COUNTY TUBERCULOSIS HOSPITALS
AND SANITORIUMS REPEALER
House Bill 5884 as introduced
Sponsor: Rep. Jeffrey R. Noble
House Bill 5885 as introduced
Sponsor: Rep. Robert L. Kosowski
House Bill 5886 as introduced
Sponsor: Rep. Steven Johnson
House Bill 5887 as introduced
Sponsor: Rep. Joseph N. Bellino, Jr.
House Bill 5888 as introduced
Sponsor: Rep. Abdullah Hammoud
Committee: Oversight
Complete to 5-2-18
SUMMARY:
House Bill 5884 would repeal Public Act 177 of 1925, which allows certain counties to establish and operate a hospital or sanitorium for the treatment of tuberculosis and also provides requirements regarding the finance, governance, and operation of such facilities.
MCL 332.151 to 332.164 (repealed)
House Bill 5885 would amend the Municipal Health Facilities Corporations Act to remove references to the repealed act from a provision regarding local government taxation in support of a health facility. (MCL 331.1305)
House Bill 5886 would amend Public Act 109 of 1945 to remove references to the repealed act from a provision regarding county public hospitals. (MCL 331.213)
House Bill 5887 would amend Public Act 350 of 1913 to remove references to the repealed act from a provision regarding county public hospitals. (MCL 331.154)
House Bill 5888 would amend the Social Welfare Act to remove references to the repealed act from a provision regarding medical services available under the Social Welfare Act. (MCL 400.109)

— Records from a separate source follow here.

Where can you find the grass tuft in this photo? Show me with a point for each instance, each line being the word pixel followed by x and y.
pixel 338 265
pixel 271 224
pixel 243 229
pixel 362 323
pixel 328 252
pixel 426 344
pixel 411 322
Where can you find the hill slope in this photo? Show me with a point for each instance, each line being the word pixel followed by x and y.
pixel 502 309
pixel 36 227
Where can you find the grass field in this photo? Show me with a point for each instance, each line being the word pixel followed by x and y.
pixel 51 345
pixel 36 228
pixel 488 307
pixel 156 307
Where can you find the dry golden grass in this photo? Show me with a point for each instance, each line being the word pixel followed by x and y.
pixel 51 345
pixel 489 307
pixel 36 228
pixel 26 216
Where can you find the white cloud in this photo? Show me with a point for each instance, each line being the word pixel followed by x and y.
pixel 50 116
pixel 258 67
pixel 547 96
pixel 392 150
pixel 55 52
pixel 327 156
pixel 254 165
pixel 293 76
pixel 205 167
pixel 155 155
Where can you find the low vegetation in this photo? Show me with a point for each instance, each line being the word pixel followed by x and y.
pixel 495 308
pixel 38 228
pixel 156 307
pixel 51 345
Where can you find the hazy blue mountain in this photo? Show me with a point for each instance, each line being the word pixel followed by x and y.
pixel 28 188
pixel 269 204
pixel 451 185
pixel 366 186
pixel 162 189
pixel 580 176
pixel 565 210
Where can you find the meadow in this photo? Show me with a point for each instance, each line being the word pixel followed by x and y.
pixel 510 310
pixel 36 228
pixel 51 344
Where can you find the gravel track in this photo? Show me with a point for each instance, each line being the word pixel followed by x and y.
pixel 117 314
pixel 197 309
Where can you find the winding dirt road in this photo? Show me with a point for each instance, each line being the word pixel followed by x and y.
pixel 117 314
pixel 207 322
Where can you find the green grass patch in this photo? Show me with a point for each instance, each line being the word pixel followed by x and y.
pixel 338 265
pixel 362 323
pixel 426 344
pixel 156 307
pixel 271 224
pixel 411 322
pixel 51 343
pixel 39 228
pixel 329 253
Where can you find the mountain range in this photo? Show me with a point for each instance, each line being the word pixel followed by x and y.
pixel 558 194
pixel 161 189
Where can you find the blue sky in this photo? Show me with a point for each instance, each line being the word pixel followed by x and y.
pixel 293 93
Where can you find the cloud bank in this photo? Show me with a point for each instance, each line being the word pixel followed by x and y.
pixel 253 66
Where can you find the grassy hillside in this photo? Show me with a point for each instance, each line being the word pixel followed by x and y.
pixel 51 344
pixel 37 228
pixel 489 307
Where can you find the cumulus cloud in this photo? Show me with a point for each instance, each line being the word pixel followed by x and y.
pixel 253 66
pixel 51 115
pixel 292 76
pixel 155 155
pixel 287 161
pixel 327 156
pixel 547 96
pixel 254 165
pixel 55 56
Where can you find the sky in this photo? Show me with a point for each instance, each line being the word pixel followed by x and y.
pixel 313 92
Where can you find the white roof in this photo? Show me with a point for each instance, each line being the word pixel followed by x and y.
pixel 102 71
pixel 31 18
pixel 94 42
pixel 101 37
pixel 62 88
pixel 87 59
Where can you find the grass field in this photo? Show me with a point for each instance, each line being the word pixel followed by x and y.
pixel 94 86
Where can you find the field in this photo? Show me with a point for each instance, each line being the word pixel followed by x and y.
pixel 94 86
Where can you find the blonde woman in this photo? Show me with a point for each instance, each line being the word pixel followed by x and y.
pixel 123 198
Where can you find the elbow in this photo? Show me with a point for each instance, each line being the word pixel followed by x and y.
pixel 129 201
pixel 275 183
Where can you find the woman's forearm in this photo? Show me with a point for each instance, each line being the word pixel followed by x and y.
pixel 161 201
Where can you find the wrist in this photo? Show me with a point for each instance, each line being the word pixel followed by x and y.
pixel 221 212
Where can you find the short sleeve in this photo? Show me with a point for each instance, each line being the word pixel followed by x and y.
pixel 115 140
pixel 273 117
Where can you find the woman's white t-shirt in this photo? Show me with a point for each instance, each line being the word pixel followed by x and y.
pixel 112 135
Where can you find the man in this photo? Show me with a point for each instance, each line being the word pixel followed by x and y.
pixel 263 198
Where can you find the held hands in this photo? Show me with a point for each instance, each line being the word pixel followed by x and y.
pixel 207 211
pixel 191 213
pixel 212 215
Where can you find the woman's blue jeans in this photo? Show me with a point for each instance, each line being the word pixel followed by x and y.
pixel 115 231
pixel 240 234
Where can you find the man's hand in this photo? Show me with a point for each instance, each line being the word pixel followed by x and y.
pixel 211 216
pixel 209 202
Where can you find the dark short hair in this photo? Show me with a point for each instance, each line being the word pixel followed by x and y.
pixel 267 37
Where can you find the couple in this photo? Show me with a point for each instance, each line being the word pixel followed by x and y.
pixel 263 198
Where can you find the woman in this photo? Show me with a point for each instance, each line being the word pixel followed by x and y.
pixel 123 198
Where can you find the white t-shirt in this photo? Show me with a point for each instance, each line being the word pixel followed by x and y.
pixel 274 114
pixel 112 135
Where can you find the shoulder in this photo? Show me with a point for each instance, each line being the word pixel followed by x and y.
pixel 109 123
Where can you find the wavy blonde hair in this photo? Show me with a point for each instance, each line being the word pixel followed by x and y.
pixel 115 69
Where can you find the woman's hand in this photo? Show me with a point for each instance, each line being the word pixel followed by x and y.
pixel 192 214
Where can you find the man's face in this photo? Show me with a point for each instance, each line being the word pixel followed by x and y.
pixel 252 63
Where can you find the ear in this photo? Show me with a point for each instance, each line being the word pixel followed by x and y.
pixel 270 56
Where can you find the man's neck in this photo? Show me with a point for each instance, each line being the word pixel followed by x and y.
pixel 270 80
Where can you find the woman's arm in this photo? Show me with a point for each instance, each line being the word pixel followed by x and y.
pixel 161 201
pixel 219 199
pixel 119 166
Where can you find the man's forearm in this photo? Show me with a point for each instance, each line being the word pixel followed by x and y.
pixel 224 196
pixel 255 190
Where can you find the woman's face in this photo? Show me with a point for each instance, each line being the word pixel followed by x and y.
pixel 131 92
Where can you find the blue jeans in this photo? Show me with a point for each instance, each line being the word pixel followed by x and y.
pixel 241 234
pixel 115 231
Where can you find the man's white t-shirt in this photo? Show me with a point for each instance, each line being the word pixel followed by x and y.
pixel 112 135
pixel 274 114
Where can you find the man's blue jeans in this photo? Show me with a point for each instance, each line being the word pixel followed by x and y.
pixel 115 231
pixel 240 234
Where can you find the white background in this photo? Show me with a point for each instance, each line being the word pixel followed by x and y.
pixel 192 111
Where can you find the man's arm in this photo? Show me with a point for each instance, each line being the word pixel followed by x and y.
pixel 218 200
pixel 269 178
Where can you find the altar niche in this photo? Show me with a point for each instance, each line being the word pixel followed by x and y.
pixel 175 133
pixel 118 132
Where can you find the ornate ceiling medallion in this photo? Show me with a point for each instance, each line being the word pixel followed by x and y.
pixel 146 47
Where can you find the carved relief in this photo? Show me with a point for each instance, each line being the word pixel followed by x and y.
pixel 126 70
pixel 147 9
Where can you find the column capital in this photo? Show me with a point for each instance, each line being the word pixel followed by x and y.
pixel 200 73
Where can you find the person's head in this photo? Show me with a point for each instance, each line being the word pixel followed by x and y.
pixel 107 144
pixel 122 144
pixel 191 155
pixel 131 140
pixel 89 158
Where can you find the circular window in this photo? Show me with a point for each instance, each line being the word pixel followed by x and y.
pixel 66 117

House Bills 5885 through 5888 are tie-barred to House Bill 5884, which means that none of those bills can take effect unless House Bill 5884 is also enacted into law.
FISCAL IMPACT:
House Bills 5884, 5885, 5886, 5887, and 5888 have no fiscal implications for state or local government. There are no longer any state or local publicly funded facilities established for the purpose of long-term treatment and housing of persons with tuberculosis. Funding in the Michigan Department of Health and Human Services budget will continue to support investigation, monitoring, and reporting of serious communicable disease, including tuberculosis, as well as prevention and control of tuberculosis, including laboratory testing, directly observed therapy, medication administration, surveillance, and care for certain patients with tuberculosis.
Legislative Analyst: Susan Stutzky
Fiscal Analyst: Susan Frey
■ This analysis was prepared by nonpartisan House Fiscal Agency staff for use by House members in their deliberations, and does not constitute an official statement of legislative intent.